Цыганка против пикапера (СИ) - Арсеньева Аселина
— Ну, наконец все дела переделали, — довольно выдыхает уставшая, но довольная Модинка.
— Это были незабываемые три дня в моей жизни, — не удерживаюсь от сарказма, прежде чем развернуться и пойти в душ.
— Ну вот, теперь, как у людей. Ты, Судьбинушка, перетерпи здесь месяцок. Знаю, тебе это место не по нраву, — останавливают меня её слова в спину.
— А потом? — медленного разворачиваюсь.
— А потом всё на лад пойдёт. Будешь жить в условиях, к которым привык.
— То есть, ты хочешь сказать, что торговалась за эту квартиру, вызвалась выскоблить здесь всё до последней пылинки, ради одного месяца в ней?!
— Ну да… — пожимает плечами. — Зато не в говне после чужих этот месяц проживём, а в чистоте. Ты сам полюбуйся! Не твои бывшие хоромы, но глазу-то приятно теперь. Я же видела с какой брезгливостью ты сюда заезжал. А что теперь скажешь?

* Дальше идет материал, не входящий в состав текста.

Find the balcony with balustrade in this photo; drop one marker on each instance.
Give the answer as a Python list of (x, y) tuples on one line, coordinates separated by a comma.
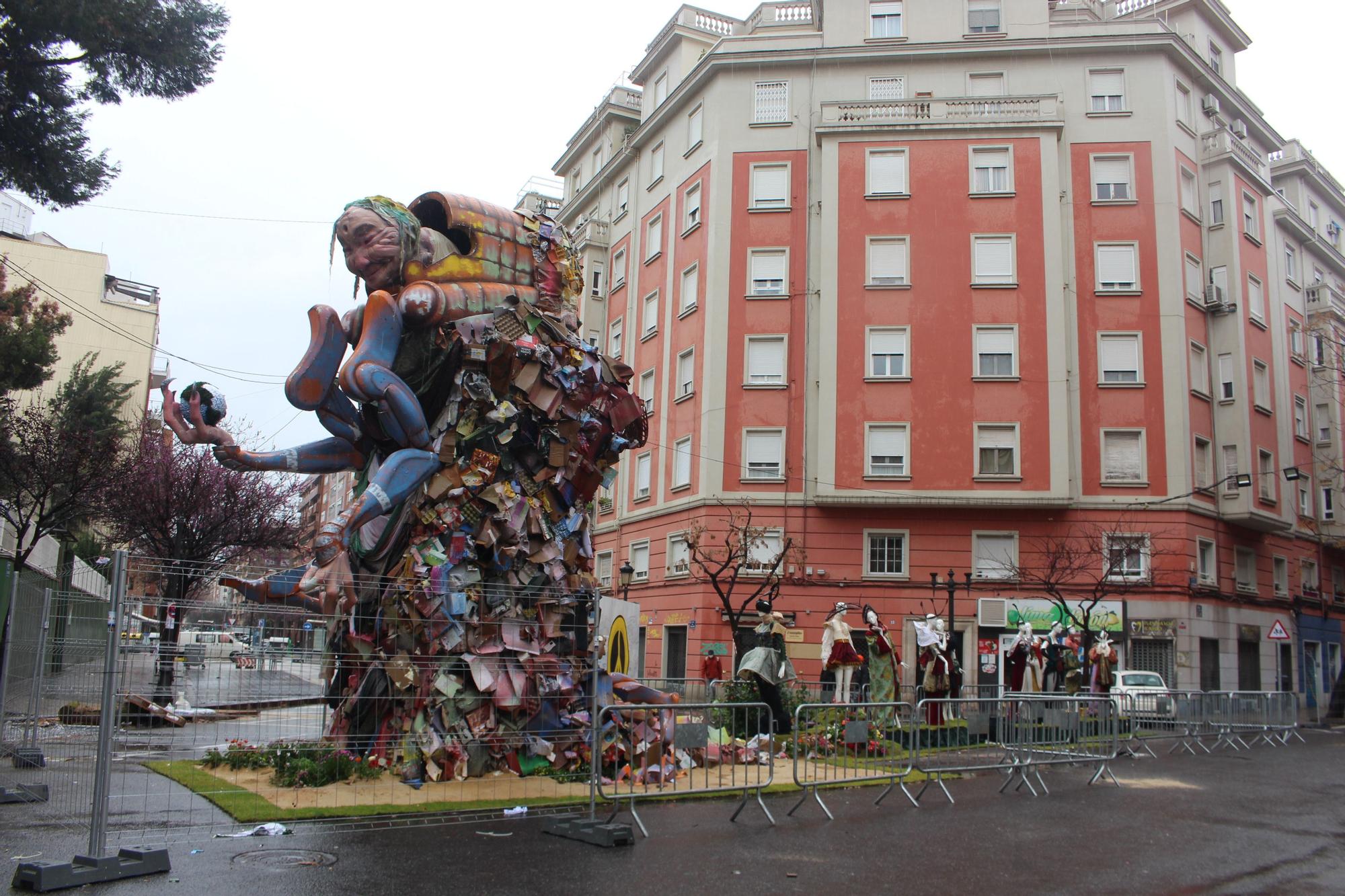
[(941, 112)]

— Наверное, ты права, — вынужден согласиться с Моди. Думаю, прежнее состояние квартиры к концу месяца меня бы окончательно выбесило. По крайней мере, сейчас не возникает ощущение, что мы в каком-то бомжатнике.

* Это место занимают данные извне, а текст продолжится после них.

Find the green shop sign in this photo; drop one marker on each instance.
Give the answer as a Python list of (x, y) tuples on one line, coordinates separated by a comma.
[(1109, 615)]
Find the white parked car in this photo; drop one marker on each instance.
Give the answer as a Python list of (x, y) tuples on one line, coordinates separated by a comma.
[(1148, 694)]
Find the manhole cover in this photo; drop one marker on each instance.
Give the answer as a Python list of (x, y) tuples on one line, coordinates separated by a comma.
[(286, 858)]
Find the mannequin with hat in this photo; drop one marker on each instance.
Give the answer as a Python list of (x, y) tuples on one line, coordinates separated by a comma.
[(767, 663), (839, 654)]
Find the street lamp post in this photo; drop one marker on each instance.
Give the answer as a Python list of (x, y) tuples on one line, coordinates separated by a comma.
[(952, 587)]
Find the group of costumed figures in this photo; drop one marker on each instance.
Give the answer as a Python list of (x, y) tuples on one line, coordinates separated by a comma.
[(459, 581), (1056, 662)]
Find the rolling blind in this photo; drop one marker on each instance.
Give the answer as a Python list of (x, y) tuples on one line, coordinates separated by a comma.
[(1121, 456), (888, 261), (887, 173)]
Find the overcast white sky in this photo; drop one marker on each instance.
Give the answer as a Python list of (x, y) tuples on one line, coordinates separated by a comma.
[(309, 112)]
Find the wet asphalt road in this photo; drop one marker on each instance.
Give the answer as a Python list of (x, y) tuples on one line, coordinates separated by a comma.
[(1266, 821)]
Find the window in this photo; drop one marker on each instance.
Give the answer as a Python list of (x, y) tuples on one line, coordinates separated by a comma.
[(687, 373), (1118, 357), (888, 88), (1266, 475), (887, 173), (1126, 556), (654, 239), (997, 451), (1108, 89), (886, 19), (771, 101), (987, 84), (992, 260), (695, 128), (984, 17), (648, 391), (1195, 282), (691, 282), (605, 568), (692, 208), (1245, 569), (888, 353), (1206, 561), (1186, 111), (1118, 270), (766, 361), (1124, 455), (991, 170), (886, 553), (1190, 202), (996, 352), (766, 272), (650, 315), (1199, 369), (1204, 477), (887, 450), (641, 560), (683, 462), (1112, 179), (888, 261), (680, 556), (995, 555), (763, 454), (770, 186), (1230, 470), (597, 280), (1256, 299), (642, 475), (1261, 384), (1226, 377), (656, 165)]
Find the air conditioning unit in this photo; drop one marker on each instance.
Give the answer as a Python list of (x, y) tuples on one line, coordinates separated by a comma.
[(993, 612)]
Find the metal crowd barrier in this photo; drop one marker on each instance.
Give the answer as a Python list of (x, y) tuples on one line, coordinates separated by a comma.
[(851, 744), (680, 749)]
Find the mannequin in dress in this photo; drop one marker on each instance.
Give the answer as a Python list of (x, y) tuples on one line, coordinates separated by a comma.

Ещё и диван этот, какими только средствами не обработанный нами с Моди и застеленный чистым бельём, так и манит в свои объятья, обещая подарить ощущение безграничного счастья!

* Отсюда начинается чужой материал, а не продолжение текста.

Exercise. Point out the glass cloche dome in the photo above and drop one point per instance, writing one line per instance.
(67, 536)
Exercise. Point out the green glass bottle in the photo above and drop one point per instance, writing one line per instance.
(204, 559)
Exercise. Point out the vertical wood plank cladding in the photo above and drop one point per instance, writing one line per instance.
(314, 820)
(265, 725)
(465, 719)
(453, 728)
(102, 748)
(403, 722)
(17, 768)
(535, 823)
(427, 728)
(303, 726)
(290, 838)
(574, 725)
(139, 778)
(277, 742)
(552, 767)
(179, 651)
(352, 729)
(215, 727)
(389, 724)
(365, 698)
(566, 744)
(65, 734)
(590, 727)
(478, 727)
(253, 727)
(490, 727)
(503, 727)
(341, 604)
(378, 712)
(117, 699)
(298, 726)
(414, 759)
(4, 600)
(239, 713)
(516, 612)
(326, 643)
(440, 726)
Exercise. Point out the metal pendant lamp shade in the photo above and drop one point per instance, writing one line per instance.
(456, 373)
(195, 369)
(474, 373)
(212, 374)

Как бы ни хотелось плюхнуться на него в чём есть, даже не позавтракав, пообедав… нет, поужинав… под строгим взглядом цыганки, уловившей мой порыв, я поплёлся в ванную.
Жаль, здесь душевой кабины нет. Разомлев от тёплой воды, перелезая через борт ванны, чуть не навернулся, что-то уронив, но, благо площадь маленькая, вокруг одни стены. Особо растянуться негде. Придержался рукой за одну из стен и выстоял! Но даже выброс адреналина не взбодрил, мне не до этого. Принятие ванны забрало последние силы, к тому же расслабило. Глаза закрываются сами собой. Вытираю лицо, набрасываю полотенце на мокрую голову и плетусь на диван.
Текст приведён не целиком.